SAOIRSE - Irish Freedom

| Issue number 154 | February 2000 | saoirse@iol.ie |



STORMONT TO FALL FOR 5TH TIME

General John de Chastelain's report on January 31 that there was no start to, and timetable for, the surrender of arms by the Provisionals was swiftly followed by the UUP leader David Trimble's demand for the suspension of the Stormont executive and other bodies.

The surrender of arms: from 'ludicrous' to 'necessary'

'Gradually, does it' is clearly the motto of the Provisionals' military statements issued in recent years in response to the demand for the surrender of arms:

September 1995: An arms surrender was a "ludicrous" demand.

October 1996: It was a "vain attempt to defeat" them.

Easter 1997: There will be no "decommissioning by the front door or the back door".

July 1998: Decommissioning was part of "a failed agenda" which sought to defeat them.

November 1999: The Provisionals called for the first time for the "full implementation" of the Stormont Agreement.

February 5, 2000: The Provisionals accepted the surrender of arms as "a necessary objective" of the whole process and they "recognise that it has to be dealt with".

The British government quickly acquiesced to this and, as a result, Stormont is set to fall for the fifth time (1972, 1974, 1976, 1986 and now 2000) with British supremo Peter Mandelson poised to sign an order to bring the 'Northern Ireland Bill 2000' into operation and reintroduce British direct rule by Trimble's deadline – his reconvened meeting of the Ulster Unionist Council on February 12.

Such instability is inevitable in an artificial structure designed to govern an artificial area of six counties carved arbitrarily out of the body politic of Ireland's 32 Counties.

The only question remaining is whether Trimble will stick to his demand for 'product', ie a quantity of arms to be surrendered or will he settle for what de Chastelain considers is an acceptable timetable? In the latter case will he be able to get it through the Ulster Unionist Council?

His deputy, John Taylor, has stated that the unionists can live with the collapse of Stormont. They can pocket the net gains for unionists and British rule of the scrapping of Articles 2 and 3 and the Hillsborough Agreement. The Patten Report is obviously a big factor in the minds of unionists and has probably increased their disillusionment with the Stormont Agreement. Republicans have noted that Peter Mandelson has retained the Special Branch of the RUC, thus contradicting a key recommendation of Patten.

The current situation has seen the Provisionals cornered at last with no room for their usual ambiguity or fudging. Their erstwhile colleagues in the Pan-Nationalist Front have turned on them and are helping the British and the unionists to push them into a corner on the surrender of arms.

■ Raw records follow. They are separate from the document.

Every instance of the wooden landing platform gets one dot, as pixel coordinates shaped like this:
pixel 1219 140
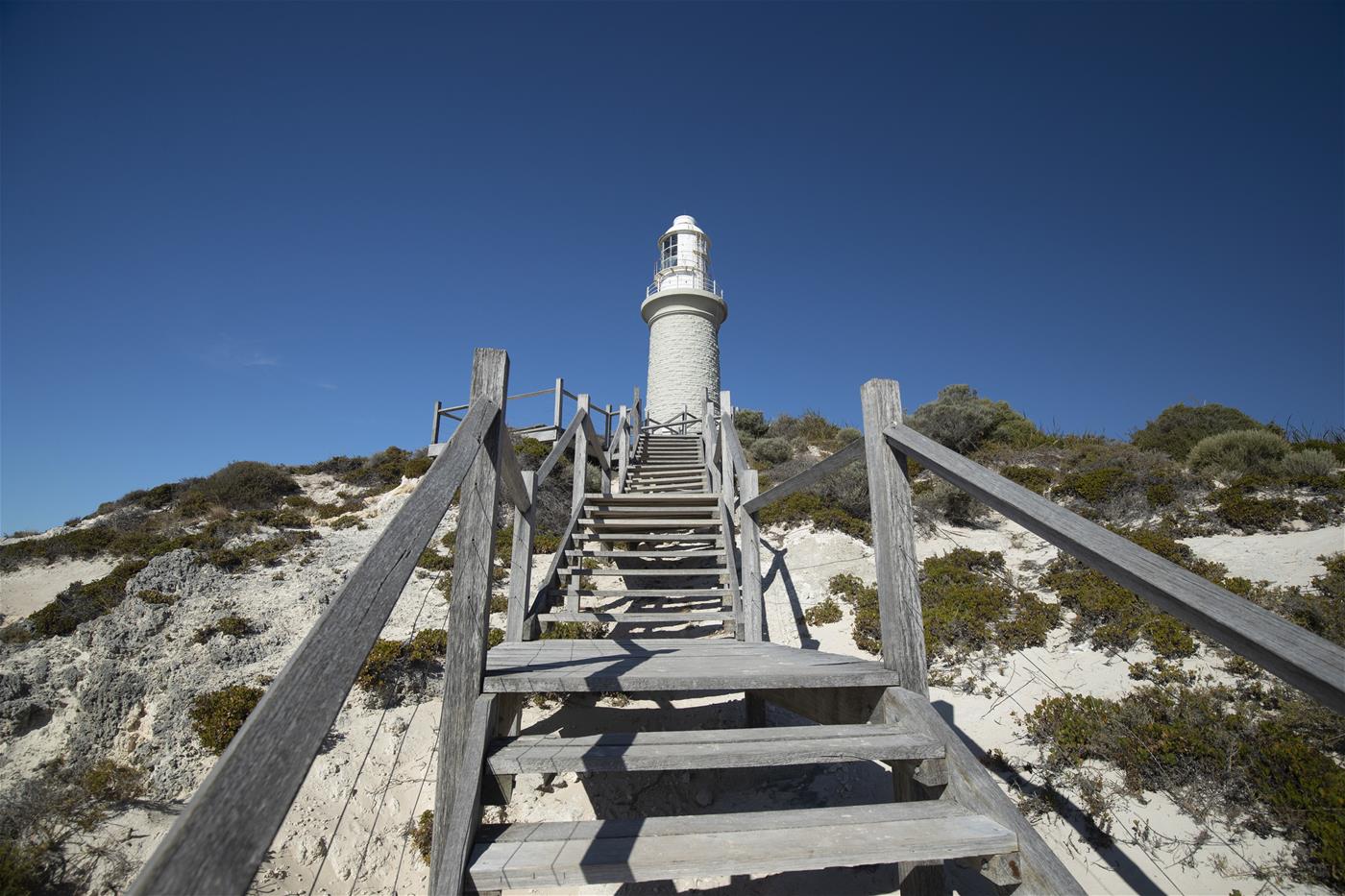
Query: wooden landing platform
pixel 670 664
pixel 668 848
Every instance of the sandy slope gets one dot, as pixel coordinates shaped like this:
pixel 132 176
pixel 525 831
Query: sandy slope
pixel 347 831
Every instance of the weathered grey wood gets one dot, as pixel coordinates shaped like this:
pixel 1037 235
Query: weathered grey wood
pixel 893 539
pixel 558 447
pixel 672 664
pixel 970 786
pixel 521 563
pixel 461 814
pixel 513 479
pixel 720 748
pixel 221 837
pixel 635 617
pixel 753 608
pixel 581 452
pixel 820 470
pixel 560 400
pixel 663 848
pixel 1304 660
pixel 468 613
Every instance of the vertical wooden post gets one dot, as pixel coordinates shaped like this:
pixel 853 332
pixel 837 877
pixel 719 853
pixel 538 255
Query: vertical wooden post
pixel 623 458
pixel 580 456
pixel 560 401
pixel 752 607
pixel 468 618
pixel 893 539
pixel 521 564
pixel 725 456
pixel 900 614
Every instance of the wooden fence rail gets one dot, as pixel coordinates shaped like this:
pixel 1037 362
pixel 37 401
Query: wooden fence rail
pixel 1304 660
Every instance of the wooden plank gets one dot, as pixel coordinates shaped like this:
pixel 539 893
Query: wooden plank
pixel 666 848
pixel 513 479
pixel 893 539
pixel 820 470
pixel 720 748
pixel 468 613
pixel 558 449
pixel 1304 660
pixel 461 812
pixel 521 563
pixel 221 837
pixel 971 786
pixel 672 664
pixel 753 608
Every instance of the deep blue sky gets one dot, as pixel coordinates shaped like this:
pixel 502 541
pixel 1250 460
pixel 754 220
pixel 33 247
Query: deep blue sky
pixel 248 230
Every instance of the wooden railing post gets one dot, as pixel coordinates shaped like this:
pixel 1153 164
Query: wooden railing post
pixel 468 620
pixel 893 539
pixel 900 615
pixel 725 458
pixel 750 576
pixel 623 458
pixel 557 420
pixel 521 564
pixel 580 456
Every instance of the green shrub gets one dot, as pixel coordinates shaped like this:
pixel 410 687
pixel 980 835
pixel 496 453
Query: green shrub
pixel 218 714
pixel 1308 465
pixel 1179 428
pixel 423 835
pixel 1033 478
pixel 823 613
pixel 806 506
pixel 1095 486
pixel 232 626
pixel 749 424
pixel 246 485
pixel 770 451
pixel 965 422
pixel 1237 453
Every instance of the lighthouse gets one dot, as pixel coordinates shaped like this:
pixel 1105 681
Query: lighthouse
pixel 683 308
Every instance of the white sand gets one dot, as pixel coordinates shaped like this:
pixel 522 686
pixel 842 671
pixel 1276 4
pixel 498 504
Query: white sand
pixel 34 587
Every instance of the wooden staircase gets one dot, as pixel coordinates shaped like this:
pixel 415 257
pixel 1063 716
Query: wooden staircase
pixel 665 541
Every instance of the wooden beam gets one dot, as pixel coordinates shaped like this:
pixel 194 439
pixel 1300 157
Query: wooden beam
pixel 753 610
pixel 562 442
pixel 468 614
pixel 521 564
pixel 222 835
pixel 1308 662
pixel 820 470
pixel 971 786
pixel 893 539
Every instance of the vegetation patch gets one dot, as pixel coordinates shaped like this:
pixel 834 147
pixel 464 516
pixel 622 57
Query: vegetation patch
pixel 1246 751
pixel 823 613
pixel 218 714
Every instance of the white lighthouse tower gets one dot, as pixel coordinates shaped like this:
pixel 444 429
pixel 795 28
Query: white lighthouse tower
pixel 683 307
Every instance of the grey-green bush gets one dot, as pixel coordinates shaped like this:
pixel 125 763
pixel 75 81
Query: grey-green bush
pixel 1239 452
pixel 772 451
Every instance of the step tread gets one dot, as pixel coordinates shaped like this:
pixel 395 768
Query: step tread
pixel 709 748
pixel 668 848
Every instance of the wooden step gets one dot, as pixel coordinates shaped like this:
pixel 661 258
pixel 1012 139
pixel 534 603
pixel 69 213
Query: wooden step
pixel 643 554
pixel 642 572
pixel 688 846
pixel 719 748
pixel 670 617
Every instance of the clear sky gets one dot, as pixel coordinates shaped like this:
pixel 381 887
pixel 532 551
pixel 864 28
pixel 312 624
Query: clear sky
pixel 276 230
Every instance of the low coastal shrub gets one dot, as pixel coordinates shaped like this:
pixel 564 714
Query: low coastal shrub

This has resulted in the significant February 5 statement from the Provisionals which stated that the surrender of arms is "a necessary objective" of the process. They have acquiesced in the demand to put arms beyond use and for a surrender of arms. If Stormont falls so will the North-South Ministerial Council and the cross-Border bodies and with them the Provisionals' spurious claim that they can end Partition.

The alternative to this debacle lies in a totally New Federal Ireland of the four provinces which would give the unionists a working majority in a nine-county Ulster with all powers of government except foreign affairs, national defence and over-all financing.

The way forward to this is through a 32-County Constituent Assembly elected solely to draft a new constitution for the whole island of Ireland.


Imminent opening of Belfast office

Comhairle Uladh, the Ulster Executive of Republican Sinn Féin said in a statement that a meeting took place in Belfast on Saturday, January 22 to finalise arrangements for the official opening on Saturday, February 26 of an office in Belfast for Republican Sinn Féin. The meeting was the first to be held in the new premises at 229 Falls Road.

The statement went on to say that following the official opening ceremony on February 26 the Belfast office would be open to the public and media on a full-time basis and said that "the opening of our first office in the Six Counties constitutes a very significant step forward in the continuing growth and expansion of Republican Sinn Féin throughout Ireland, but particularly in the Occupied area.

"As more and more nationally-minded Irish people realise the magnitude of the national sell-out which the Provisionals and the Leinster House administration et al perpetrated in their name, so our membership and support increases steadily."

Republican Sinn Féin is increasingly seen as the true and authentic political voice of Irish Republicanism, never having compromised core Republican principles in the ongoing struggle for a complete and final British withdrawal from Ireland.

"The new Belfast office will serve as a focal point for true Republicans and other interested parties in Ulster and will compliment the sterling work of our Head Office (Ard-Oifig) in Dublin in offering the Republican analysis and our alternative to the Stormont Agreement, ie the ÉIRE NUAproposals, to an ever-widening support base.

"The exact details of the official opening ceremony on February 26, to which the media will be invited, will be notified in due course."